Enforcement timing is the other variable to model. Xiaohongshu's enforcement team operates in bursts — the platform runs periodic compliance sweeps, typically quarterly, that catch up on the long tail of borderline merchandise. A grey-zone product can run for 6-12 months without issue and then get pulled in a sweep. Build the launch plan around what the platform allows in good standing, not what slips through in the gaps.

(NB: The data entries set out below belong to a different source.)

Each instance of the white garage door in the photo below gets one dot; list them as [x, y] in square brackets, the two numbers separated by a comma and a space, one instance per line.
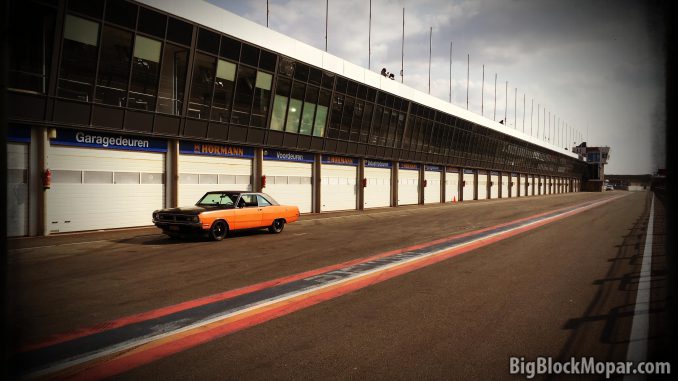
[107, 186]
[510, 181]
[408, 184]
[542, 186]
[339, 188]
[17, 189]
[212, 167]
[482, 185]
[494, 185]
[433, 187]
[452, 185]
[377, 193]
[289, 182]
[468, 184]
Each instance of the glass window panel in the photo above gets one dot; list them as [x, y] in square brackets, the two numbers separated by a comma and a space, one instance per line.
[226, 70]
[264, 80]
[223, 91]
[301, 72]
[172, 80]
[244, 92]
[92, 8]
[307, 118]
[267, 61]
[147, 49]
[320, 121]
[122, 13]
[201, 88]
[366, 123]
[208, 41]
[30, 56]
[262, 97]
[80, 30]
[293, 116]
[114, 65]
[286, 67]
[249, 55]
[179, 31]
[279, 110]
[143, 89]
[152, 22]
[315, 76]
[230, 48]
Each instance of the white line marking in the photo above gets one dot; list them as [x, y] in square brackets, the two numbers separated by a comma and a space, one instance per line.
[637, 350]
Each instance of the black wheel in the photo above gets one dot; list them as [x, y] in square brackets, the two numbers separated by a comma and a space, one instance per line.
[218, 230]
[277, 226]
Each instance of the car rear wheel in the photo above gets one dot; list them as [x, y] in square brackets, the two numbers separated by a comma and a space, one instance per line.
[277, 226]
[218, 230]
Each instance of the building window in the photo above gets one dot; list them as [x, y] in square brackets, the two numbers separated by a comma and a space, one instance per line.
[223, 91]
[201, 89]
[282, 93]
[294, 109]
[144, 85]
[244, 92]
[321, 113]
[262, 97]
[79, 58]
[172, 80]
[114, 66]
[30, 48]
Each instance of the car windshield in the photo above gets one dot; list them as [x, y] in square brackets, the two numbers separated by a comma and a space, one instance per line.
[219, 198]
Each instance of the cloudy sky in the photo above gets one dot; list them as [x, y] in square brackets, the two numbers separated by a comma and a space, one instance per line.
[596, 66]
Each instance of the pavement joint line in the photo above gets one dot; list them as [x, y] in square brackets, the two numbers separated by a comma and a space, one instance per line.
[637, 349]
[420, 254]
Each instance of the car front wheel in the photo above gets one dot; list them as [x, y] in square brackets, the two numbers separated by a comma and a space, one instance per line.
[277, 226]
[218, 230]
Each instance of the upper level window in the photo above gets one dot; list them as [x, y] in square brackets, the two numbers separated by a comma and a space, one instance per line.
[114, 66]
[78, 58]
[223, 91]
[201, 90]
[172, 79]
[144, 85]
[30, 48]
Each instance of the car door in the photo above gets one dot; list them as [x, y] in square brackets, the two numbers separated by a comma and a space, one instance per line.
[248, 213]
[269, 212]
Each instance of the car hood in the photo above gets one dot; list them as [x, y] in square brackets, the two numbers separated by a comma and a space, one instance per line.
[192, 210]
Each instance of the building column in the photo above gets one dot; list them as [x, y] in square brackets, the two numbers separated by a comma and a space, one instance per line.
[317, 179]
[258, 170]
[43, 147]
[394, 183]
[361, 188]
[172, 177]
[443, 184]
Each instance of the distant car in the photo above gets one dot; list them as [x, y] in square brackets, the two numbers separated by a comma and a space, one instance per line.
[219, 212]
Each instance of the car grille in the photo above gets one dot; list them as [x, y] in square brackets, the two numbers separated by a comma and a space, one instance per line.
[168, 217]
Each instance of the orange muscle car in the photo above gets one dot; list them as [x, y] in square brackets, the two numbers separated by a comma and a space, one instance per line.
[218, 212]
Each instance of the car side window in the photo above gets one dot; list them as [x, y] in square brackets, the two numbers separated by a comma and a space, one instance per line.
[263, 201]
[248, 200]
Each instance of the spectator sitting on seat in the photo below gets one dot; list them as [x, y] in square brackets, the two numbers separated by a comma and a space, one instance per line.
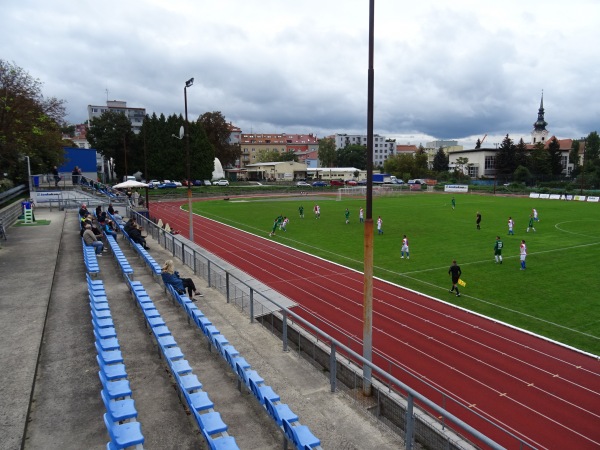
[91, 241]
[171, 276]
[97, 231]
[136, 236]
[117, 217]
[129, 225]
[109, 228]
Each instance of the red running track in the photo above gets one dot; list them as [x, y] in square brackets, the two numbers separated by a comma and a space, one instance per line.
[544, 393]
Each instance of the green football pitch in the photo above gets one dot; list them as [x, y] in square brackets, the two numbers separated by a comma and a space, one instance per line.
[557, 296]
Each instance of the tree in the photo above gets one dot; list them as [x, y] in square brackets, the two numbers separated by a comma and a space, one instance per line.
[29, 124]
[555, 157]
[440, 161]
[505, 158]
[326, 152]
[352, 156]
[592, 148]
[574, 157]
[218, 132]
[112, 136]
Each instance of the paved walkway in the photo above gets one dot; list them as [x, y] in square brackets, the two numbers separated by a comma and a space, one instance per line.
[49, 387]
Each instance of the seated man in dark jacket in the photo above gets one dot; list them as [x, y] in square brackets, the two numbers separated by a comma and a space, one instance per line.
[171, 276]
[129, 225]
[136, 236]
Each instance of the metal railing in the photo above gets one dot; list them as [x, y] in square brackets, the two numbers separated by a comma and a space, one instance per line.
[394, 403]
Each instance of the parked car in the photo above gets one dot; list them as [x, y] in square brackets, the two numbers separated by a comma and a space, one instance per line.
[167, 184]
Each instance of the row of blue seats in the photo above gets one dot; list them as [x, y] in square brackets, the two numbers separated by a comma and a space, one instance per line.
[209, 421]
[296, 433]
[126, 268]
[155, 268]
[90, 259]
[120, 418]
[89, 254]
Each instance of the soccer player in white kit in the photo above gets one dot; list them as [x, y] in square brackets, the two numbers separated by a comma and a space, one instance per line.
[404, 247]
[523, 254]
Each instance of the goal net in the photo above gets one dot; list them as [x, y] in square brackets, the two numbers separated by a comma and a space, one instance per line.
[361, 191]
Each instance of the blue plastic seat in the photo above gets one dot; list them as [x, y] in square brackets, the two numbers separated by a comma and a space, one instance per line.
[210, 422]
[115, 389]
[280, 412]
[108, 343]
[300, 435]
[161, 331]
[219, 341]
[262, 392]
[109, 356]
[166, 341]
[229, 352]
[119, 410]
[180, 366]
[105, 332]
[220, 443]
[188, 382]
[198, 401]
[173, 353]
[124, 435]
[112, 372]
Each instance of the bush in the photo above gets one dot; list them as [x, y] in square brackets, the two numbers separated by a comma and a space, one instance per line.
[6, 184]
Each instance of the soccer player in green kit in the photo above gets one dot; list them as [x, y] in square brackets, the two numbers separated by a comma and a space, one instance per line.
[531, 219]
[498, 249]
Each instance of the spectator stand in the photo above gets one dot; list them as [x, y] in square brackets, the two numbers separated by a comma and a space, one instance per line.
[89, 255]
[154, 267]
[121, 414]
[190, 390]
[292, 430]
[126, 268]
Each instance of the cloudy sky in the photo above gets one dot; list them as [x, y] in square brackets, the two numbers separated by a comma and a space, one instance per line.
[443, 70]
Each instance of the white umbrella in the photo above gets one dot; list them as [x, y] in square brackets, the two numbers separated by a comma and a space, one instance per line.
[129, 184]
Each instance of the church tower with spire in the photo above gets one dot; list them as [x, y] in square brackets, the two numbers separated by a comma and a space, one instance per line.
[539, 133]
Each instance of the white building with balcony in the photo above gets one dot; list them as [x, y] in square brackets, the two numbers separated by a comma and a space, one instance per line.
[135, 115]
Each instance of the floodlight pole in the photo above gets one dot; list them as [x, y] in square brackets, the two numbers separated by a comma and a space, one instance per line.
[188, 83]
[368, 236]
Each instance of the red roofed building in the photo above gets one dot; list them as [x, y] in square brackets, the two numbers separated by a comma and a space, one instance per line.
[304, 145]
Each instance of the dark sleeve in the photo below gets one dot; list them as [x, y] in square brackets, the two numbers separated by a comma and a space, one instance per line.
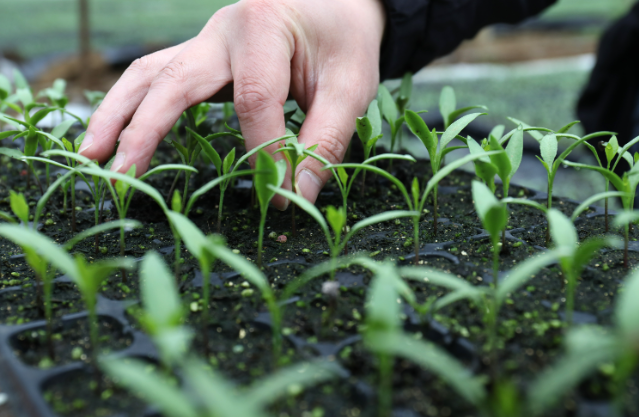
[419, 31]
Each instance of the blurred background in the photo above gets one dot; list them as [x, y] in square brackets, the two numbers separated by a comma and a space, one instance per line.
[534, 71]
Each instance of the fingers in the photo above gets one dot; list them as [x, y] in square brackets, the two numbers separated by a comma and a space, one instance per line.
[194, 74]
[121, 102]
[260, 60]
[330, 124]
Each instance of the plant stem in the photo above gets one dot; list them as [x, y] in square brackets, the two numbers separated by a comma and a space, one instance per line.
[496, 261]
[435, 209]
[219, 212]
[260, 240]
[206, 282]
[385, 393]
[73, 225]
[416, 238]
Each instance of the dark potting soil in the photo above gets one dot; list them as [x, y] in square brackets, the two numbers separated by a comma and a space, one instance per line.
[531, 323]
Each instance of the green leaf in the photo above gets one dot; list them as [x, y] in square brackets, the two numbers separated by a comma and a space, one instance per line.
[523, 272]
[419, 129]
[209, 151]
[566, 128]
[375, 118]
[566, 374]
[305, 205]
[611, 149]
[266, 390]
[103, 227]
[19, 206]
[591, 200]
[159, 292]
[548, 148]
[515, 150]
[562, 230]
[455, 128]
[447, 104]
[336, 218]
[364, 129]
[627, 309]
[435, 360]
[225, 402]
[388, 107]
[228, 161]
[153, 386]
[501, 160]
[343, 176]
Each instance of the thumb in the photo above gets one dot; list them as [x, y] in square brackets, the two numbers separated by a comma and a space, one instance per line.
[330, 124]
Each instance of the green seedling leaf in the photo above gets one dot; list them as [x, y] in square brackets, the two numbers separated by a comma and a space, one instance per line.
[501, 160]
[591, 200]
[101, 228]
[434, 359]
[548, 148]
[523, 272]
[19, 206]
[364, 129]
[375, 118]
[228, 161]
[160, 295]
[492, 212]
[387, 105]
[336, 218]
[515, 150]
[566, 128]
[153, 387]
[562, 230]
[627, 310]
[419, 129]
[455, 128]
[612, 147]
[447, 104]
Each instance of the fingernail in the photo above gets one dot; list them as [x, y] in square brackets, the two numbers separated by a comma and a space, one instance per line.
[86, 143]
[309, 185]
[120, 157]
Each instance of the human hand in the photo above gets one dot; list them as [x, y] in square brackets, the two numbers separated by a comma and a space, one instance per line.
[326, 54]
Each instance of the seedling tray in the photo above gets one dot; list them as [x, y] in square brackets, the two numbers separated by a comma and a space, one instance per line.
[531, 322]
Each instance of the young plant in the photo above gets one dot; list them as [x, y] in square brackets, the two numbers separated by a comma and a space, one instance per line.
[268, 173]
[575, 255]
[590, 347]
[383, 335]
[494, 216]
[414, 201]
[208, 393]
[227, 169]
[294, 153]
[337, 221]
[206, 249]
[437, 149]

How the ban list changes year-to-year

Both upstream lists shift annually, and Xiaohongshu re-publishes its consolidated merchant standards in January each year. The pattern of changes since 2020:

  • Cross-border positive list adds. GACC has steadily added categories — most recently extending to a wider range of pet food, more cosmetic-ingredient variants, and a few specific medical-device sub-classes. The trend is gradual liberalisation within the cross-border framework.
  • E-commerce platform-specific tightenings. Xiaohongshu has tightened steadily on supplements, children's products, and medical-adjacent cosmetics. The 2024 update was particularly strict on supplements; the 2025 update added requirements around children's-product certification.
  • Re-classifications between cross-border and domestic. Categories occasionally migrate. Sunscreen moved from cross-border-allowed to domestic-NMPA-required in 2023; certain niacinamide-heavy SKUs moved into the regulated-actives category in 2024.
  • Mid-year amendments via platform notice. The platform issues mid-year merchant notices when GACC publishes interim updates. These are easy to miss; subscribe to the platform's merchant-centre announcement feed and check monthly.

The honest mitigation pattern: before scoping any meaningful Xiaohongshu launch, run the SKU range against the current Xiaohongshu merchant standards and the current GACC positive list. Re-run the check every January as part of annual planning. Build in a contingency SKU plan for categories at risk of being tightened. For the Xiaohongshu brand-setup workflow that includes the regulatory checks, see the Xiaohongshu brand setup playbook.

In plain English

If you only read one paragraph: Xiaohongshu enforces two product lists for foreign brands. The first is the outright ban list — tobacco, e-cigarettes, prescription drugs, controlled substances, gambling products, financial instruments, weapons, and anything restricted by GACC's cross-border e-commerce positive list. The second is the restricted-category list, which requires Chinese-issued certificates before you can sell: cosmetics need NMPA (National Medical Products Administration) cosmetics filing, food needs inclusion on the cross-border bonded-list, medical devices need 医疗器械注册证 (medical device registration certificate), alcohol carries category-specific consumption tax and import licenses. Selling without the required certificate gets your store closed within 30-90 days of detection. The ban list is updated annually by GACC and re-issued by Xiaohongshu each January. Read both lists before you scope your SKU range, not after.